In this post i will tell you about the six steps necessary to create realistic CGI renders using any 3D software. I used Cinema 4D R17 with Octane Render.

Step 1: Model to scale

modeling to scale with lawlez

When creating 3D assets using the correct scale of the real world object is a good start. Often you find yourself estimating the size of this door you are modeling. Using google or a real door we can actually measure its size. Once all your assets have correct scale and placement (f.e. the height of the door handle) you can go to the next step.

 

COGWHEEL-BEVEL EDGES CINEMA 4D
Step 2: Bevel objects

When working in a 3D program you get really sharp edges. In the real world however something like this does not exist. Every corner is beveled, even if its just a tiny bit. So to bevel your 3D model is a good idea, just dont overdo it. The bevels also allow for a nice highlight on the edges.

Step 3: real world lighting

3d phone concept cinema 4D - 3d model
The light that hits your object is just as important as the material. And if it doesn't match what we see in everyday life, it's going to look "off".

The easiest way to achieve real world lighting is to use HDR Images.
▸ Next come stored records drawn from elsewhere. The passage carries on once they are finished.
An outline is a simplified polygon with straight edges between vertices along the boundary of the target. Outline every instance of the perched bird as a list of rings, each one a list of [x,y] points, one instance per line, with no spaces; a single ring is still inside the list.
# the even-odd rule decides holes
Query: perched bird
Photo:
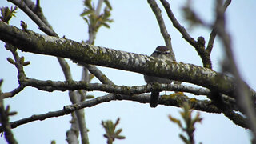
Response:
[[[170,57],[169,49],[164,46],[158,46],[155,49],[155,50],[152,53],[151,56],[154,58],[162,58],[164,60],[173,61],[172,58]],[[170,79],[162,78],[159,77],[148,76],[148,75],[144,75],[144,79],[146,83],[158,82],[158,83],[170,84],[172,82],[172,80]],[[150,96],[150,107],[156,107],[158,104],[158,99],[159,99],[159,91],[152,91],[151,96]]]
Theese can be found online.

In addition to this you should restrict the color of your lights to the blackbody temperature scale, because both artificial lighting, and outdoor lighting fall into it.


Step 4: use physically accurate shaders

Unless you're using a physically accurate rendering engine (Arnold, Maxwell, Octane etc.), you should take time to make your materials behave like they do in the real world.


Step 5: Everything is dirty


In the real world, nothing is perfectly clean. Everything has some sort of wear and tear. 

So after you creted your material, consider what kind of wear and tear the material could be exposed to. Scratches? Smudges? Dust?

You can find textures for this online. I got mine from Poliigon.